İnsanlar Kendi Eserlerine Aşırı Değer Biçerler!

Dan Ariely, insanların kendi eserlerine, projelerine aşırı değer biçmesinin nedenlerini inceliyor. Dan Ariely bir kazadan dolayı bedeninde oluşan yanıklardan dolayı rehabilitasyon merkezinde kalmıştı, 20 yıldan fazla bir zaman önce. Orada yaşadığı deneyimi anlatarak başlıyor. Orada oyalanmak için bir şeyler yapmaya çalışmış.

***

En büyük başarıyı dikiş makinesinde göstererek arkadaşlarıma birkaç yastık kılıfı diktim ve tuhaf kıyafetler yapmaya başladım. Kreasyonlarım, katılımcılarımızın amatör işi origamileri gibiydi. Yastık kılıflarının köşeleri kusurlu, tişörtlerim şekilsizdi, ama yine de onlarla gurur duyuyordum (özellikle arkadaşım Ron Weisberg için diktiğim mavi beyaz Hawaii tarzı tişörtle iftihar ediyordum). Ne de olsa onları yaparken inanılmaz çaba harcamıştım.

Üzerinden yirmi yıldan fazla zaman geçmesine rağmen yaptığım tişörtleri, onları yaratırken geçilen farklı aşamaları ve nihai sonucu hâlâ çok net hatırlıyorum. Birkaç yıl önce Ron’a kendisine yaptığım tişörtü hatırlayıp hatırlamadığını sorduğumda şaşırdım ve eserlerime bağlılığımın ne derece güçlü olduğunu fark ettim. Ben, tişörtü en ince ayrıntısına kadar hatırladığım halde o, hayal meyal hatırlıyordu.

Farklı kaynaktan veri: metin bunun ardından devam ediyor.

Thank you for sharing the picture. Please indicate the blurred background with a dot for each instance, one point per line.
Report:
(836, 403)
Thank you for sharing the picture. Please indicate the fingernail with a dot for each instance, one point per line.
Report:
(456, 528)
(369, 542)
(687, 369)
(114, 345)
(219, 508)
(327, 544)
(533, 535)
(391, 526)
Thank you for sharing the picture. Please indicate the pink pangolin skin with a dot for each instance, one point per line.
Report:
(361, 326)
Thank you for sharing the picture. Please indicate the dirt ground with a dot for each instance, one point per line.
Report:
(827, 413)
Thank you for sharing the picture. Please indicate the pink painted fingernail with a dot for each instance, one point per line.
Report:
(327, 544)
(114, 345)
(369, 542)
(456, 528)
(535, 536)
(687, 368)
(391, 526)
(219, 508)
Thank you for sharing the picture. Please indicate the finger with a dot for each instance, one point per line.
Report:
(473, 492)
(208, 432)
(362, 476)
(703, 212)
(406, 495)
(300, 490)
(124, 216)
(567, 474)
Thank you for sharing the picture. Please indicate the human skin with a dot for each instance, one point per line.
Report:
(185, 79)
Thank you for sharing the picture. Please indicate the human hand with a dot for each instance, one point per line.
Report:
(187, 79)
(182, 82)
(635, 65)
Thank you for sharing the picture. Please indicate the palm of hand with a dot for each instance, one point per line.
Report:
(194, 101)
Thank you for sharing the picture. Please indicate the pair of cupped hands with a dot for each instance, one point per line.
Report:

REHABİLİTASYON MERKEZİNDE YAPTIĞIM başka eserleri de anımsıyorum. Halı dokumayı, ceket dikmeyi, ahşap satranç takımı yapmayı da denemiştim. Bu projelere büyük şevkle başlamış, çok emek harcamış, ama yeteneğimi aşan ödevler olduklarını gördüğümden hepsini yarıda bırakmıştım. İlginç olan, tamamlanmamış eserlerimi düşündüğümde onlara özel bir düşkünlüğümün olmadığını anlamamdı. Bitirilmemiş eserlere inanılmaz çaba yatırmama rağmen, içimde kısmen tamamlanmış bu sanat eserlerine karşı bir sevgi oluşmamıştı.

Rehabilitasyon merkeziyle ilgili anılarım, bir projeye aşırı değer biçmek için onu tamamlamanın önemli olup olmadığını merak etmeme yol açıyor. Bir başka deyişle, IKEA etkisinin tadını çıkarmak için, başarı sadece projeyi bitirmek anlamına gelse bile, çabalarımızın başarıyla sonuçlanması mı gerekiyor?

IKEA etkisinin ardındaki mantığa göre, daha fazla çaba daha fazla değer ve takdir yüklemeyi getirir. Demek oluyor ki, günlük hayatınızda gurur ve sahiplenme duygularını artırmak için her gün kullandığınız şeylerin yaratım sürecine daha fazla katılmanız gerekir. Ama ya çaba harcamak yetmiyorsa? Ya tamamlama bağlılığın önemli bir bileşeniyse? Eğer böyleyse, sadece sevebileceğimiz tüm nesneleri değil, garajda yıllardır pinekleyen bitmemiş çürük rafları, kötü sanat çalışmalarını ve orantısız seramik vazoları da düşünmemiz gerekir.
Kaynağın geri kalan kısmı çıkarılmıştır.